Why Linear Interpretability Works: Invariant Subspaces as a Result of Architectural Constraints¶

Conference: ICML 2026
arXiv: 2602.09783
Code: Not yet public (None)
Area: Interpretability / Representation Geometry / Transformer Theory
Keywords: linear probing, sparse autoencoder, invariant subspace, self-reference, unembedding geometry

TL;DR¶

This paper provides an architectural-level explanation for why the internal representations of Transformers can be repeatedly decoded by simple linear methods (probes, SAEs, activation steering).
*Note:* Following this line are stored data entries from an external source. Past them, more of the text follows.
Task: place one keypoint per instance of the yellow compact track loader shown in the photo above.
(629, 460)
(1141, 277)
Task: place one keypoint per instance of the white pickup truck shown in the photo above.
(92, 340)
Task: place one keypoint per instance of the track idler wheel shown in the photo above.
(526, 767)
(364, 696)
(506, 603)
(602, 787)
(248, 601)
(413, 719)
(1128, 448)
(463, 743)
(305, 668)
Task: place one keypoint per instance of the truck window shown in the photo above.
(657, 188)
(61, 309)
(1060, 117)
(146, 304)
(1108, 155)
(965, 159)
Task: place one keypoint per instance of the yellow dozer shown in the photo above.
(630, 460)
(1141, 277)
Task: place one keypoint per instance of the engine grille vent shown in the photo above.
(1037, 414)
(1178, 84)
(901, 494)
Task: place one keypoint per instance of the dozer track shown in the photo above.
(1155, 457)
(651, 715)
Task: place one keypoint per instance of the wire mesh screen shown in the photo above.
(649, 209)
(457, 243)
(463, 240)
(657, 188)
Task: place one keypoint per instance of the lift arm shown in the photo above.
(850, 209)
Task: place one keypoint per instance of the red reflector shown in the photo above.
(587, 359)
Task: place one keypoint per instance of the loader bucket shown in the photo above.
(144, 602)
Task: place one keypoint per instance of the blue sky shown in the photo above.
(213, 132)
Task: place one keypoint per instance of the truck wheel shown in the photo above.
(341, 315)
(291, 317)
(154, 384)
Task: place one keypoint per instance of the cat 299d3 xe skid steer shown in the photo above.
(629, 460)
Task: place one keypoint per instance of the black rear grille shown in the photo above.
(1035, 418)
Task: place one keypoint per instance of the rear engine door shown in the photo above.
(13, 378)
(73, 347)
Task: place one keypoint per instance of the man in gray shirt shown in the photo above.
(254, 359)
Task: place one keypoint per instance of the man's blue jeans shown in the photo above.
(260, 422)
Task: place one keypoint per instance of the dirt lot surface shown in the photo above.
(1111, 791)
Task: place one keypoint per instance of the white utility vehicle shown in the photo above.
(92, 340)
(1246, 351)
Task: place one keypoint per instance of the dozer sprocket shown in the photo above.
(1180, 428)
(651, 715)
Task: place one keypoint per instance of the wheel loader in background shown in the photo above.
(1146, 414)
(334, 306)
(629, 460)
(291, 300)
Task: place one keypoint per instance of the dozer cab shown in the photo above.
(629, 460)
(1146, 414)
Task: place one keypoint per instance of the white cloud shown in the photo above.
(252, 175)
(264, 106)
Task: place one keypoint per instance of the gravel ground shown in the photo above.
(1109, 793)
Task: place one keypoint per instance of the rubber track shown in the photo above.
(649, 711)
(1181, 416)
It proves that as long as semantic features are read through linear interfaces such as OV circuits or unembedding layers, they must reside in a cross-context invariant linear subspace (the Invariant Subspace Necessity theorem). The authors further derive a zero-shot application—the Self-Reference Property—which posits that a token's own embedding direction serves as its conceptual direction, enabling unsupervised classification using the geometric location of class tokens.

Background & Motivation¶

Background: Modern mechanistic interpretability research consistently finds that the internal states of Transformers can be "decoded" by extremely simple linear operations: linear probes extract semantic attributes from hidden states (Alain & Bengio 2016, Belinkov 2022); sparse autoencoders (SAEs) identify interpretable feature directions (Bricken et al. 2023, Cunningham et al. 2023); and single-vector activation steering stably modifies model behavior (Turner et al. 2023, Zou et al. 2023).
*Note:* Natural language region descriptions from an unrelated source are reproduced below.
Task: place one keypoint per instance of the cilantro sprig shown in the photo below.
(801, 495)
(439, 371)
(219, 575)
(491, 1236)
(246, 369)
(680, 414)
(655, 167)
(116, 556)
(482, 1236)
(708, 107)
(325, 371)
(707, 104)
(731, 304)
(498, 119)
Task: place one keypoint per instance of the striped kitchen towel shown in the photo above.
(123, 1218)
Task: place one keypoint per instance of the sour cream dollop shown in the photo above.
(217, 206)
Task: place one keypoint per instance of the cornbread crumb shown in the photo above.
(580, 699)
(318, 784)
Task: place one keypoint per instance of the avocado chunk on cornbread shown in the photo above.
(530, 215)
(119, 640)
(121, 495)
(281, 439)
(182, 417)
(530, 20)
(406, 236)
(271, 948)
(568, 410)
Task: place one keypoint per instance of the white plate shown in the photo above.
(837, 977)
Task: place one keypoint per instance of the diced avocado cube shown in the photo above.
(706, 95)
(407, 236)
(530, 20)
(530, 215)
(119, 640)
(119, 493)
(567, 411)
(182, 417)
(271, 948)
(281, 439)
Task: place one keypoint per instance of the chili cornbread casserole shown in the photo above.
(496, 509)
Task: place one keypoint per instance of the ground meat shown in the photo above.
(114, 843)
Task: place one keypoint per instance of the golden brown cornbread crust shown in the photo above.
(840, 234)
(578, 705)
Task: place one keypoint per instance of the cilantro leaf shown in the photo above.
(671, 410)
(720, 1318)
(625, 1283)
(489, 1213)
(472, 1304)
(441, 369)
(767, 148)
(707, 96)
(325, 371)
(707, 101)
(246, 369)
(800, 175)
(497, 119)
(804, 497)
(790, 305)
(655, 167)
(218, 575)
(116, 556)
Limitations of Prior Work: Transformers are massive, deep, and highly non-linear systems; theoretically, their intermediate representations have no obligation to be "linearly readable." However, linear methods are widely effective. Is this an empirical coincidence or a necessity? Existing explanations either appeal to empirical observation or analyze optimization dynamics (e.g., next-token prediction and gradient descent implicit bias in Jiang et al. 2024) but do not address the question of "linearity as a necessity" from the perspective of the architecture itself.

Key Challenge: While optimization-based explanations clarify "how it was learned," they fail to explain "why all models satisfying this architecture are forced to do so." If a non-linear output head were used, would linear probes still hold? The authors hypothesize the answer is no, suggesting the root cause lies in the architecture's use of linear matrices (OV, unembedding) for inter-module communication.
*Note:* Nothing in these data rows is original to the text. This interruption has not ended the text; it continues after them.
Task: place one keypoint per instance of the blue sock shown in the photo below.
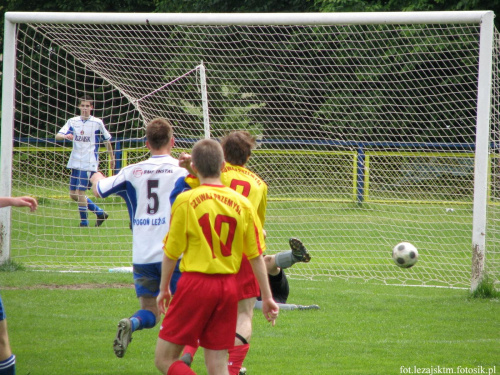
(93, 207)
(143, 319)
(83, 214)
(8, 367)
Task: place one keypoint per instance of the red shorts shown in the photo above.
(204, 308)
(248, 286)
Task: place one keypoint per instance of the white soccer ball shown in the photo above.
(405, 255)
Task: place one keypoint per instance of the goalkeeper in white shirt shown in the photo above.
(86, 133)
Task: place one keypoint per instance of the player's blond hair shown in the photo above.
(207, 157)
(159, 132)
(238, 146)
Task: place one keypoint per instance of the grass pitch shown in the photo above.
(61, 323)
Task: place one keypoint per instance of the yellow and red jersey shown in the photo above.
(213, 226)
(245, 182)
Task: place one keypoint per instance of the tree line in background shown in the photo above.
(327, 108)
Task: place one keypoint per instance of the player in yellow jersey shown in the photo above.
(237, 147)
(212, 226)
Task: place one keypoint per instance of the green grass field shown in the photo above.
(347, 241)
(64, 323)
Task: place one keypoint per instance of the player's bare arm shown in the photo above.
(25, 201)
(61, 137)
(185, 162)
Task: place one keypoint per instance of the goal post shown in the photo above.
(373, 129)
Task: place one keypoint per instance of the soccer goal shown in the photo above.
(373, 128)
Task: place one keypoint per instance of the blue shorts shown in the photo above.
(80, 180)
(2, 312)
(147, 279)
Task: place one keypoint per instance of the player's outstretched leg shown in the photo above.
(123, 337)
(299, 251)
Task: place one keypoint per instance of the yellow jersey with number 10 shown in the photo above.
(213, 226)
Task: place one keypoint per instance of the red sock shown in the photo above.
(190, 349)
(237, 355)
(180, 368)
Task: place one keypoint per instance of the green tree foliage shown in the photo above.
(404, 5)
(234, 6)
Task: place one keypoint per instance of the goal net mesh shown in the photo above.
(366, 136)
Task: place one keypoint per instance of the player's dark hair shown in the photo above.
(207, 157)
(238, 146)
(158, 133)
(86, 98)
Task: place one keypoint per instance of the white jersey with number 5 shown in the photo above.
(146, 188)
(87, 135)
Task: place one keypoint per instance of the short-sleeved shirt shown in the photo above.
(87, 135)
(245, 182)
(146, 187)
(213, 226)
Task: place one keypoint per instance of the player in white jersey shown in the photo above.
(86, 133)
(146, 187)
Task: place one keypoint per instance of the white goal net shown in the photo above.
(373, 129)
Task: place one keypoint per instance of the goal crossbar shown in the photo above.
(348, 18)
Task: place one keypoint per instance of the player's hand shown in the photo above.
(270, 309)
(163, 300)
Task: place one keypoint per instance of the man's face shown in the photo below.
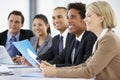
(74, 21)
(59, 19)
(15, 24)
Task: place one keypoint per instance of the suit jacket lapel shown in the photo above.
(81, 44)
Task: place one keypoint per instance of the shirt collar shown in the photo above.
(64, 34)
(16, 36)
(80, 37)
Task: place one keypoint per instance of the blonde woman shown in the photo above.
(104, 64)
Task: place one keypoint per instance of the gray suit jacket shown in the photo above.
(104, 64)
(44, 47)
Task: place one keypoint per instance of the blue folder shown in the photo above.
(26, 49)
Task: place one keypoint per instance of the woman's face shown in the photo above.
(39, 27)
(93, 21)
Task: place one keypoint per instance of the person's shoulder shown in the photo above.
(26, 30)
(56, 36)
(90, 33)
(4, 32)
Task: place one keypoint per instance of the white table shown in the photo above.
(30, 73)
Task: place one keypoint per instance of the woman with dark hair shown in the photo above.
(42, 40)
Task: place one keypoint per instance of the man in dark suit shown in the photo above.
(73, 55)
(60, 23)
(15, 22)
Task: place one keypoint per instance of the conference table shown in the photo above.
(30, 73)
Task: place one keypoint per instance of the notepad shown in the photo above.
(4, 56)
(27, 51)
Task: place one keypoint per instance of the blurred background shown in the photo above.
(29, 8)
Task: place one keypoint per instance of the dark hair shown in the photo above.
(18, 13)
(60, 8)
(44, 18)
(80, 7)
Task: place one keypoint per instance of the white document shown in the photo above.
(4, 56)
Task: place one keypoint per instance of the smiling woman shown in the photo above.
(41, 6)
(10, 7)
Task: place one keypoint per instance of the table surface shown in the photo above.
(30, 73)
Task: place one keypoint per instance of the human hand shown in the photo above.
(25, 61)
(17, 59)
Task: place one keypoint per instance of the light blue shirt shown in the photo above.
(7, 45)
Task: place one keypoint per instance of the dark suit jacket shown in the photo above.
(54, 49)
(24, 34)
(84, 51)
Goal: (1) Formalize the "linear interface \(\implies\) cross-context invariant linear subspace" relationship as a theorem; (2) Provide a falsifiable corollary (Self-Reference Property); (3) Validate these claims across multiple models and tasks.

Key Insight: The authors focus on how Transformer modules "talk" to each other—the attention OV circuit \(W_O W_V\) and the unembedding \(W_U\) are both linear mappings acting on the residual stream. Any semantic feature that must pass through these interfaces to affect the output must, by definition, satisfy "linear decodability," which is equivalent to residing in a specific linear subspace.

Core Idea: Use "architectural necessity" instead of "optimization contingency" to explain the success of linear interpretability; subsequently, propose "token embedding direction = concept direction" (self-reference) for zero-shot classification.

Method¶

Overall Architecture¶

The paper does not train new models but transforms the empirical phenomenon of linear interpretability into a provable architectural proposition. Given four architectural assumptions (additive residual stream, linear interfaces for OV/unembedding, parameter sharing, and linear output layers), the authors first prove a core theorem (Theorem 3.7: semantic features read through linear interfaces necessarily reside in cross-context invariant linear subspaces) and then use a capacity constraint proposition (Proposition 3.8) to show that when the vocabulary size is much larger than the dimension, these representations must undergo sparse factorization into shared directions. This leads to a zero-shot application: the embedding direction of a token itself is the geometric direction of its corresponding concept. The causal direction is corroborated through geometric alignment experiments across 8 classification tasks and 4 model families, plus a quasi-experimental control replacing the unembedding with an MLP head.

Key Designs¶

1. Invariant Subspace Necessity Theorem: Equating "Linear Decodability" with "Geometric Invariant Subspace"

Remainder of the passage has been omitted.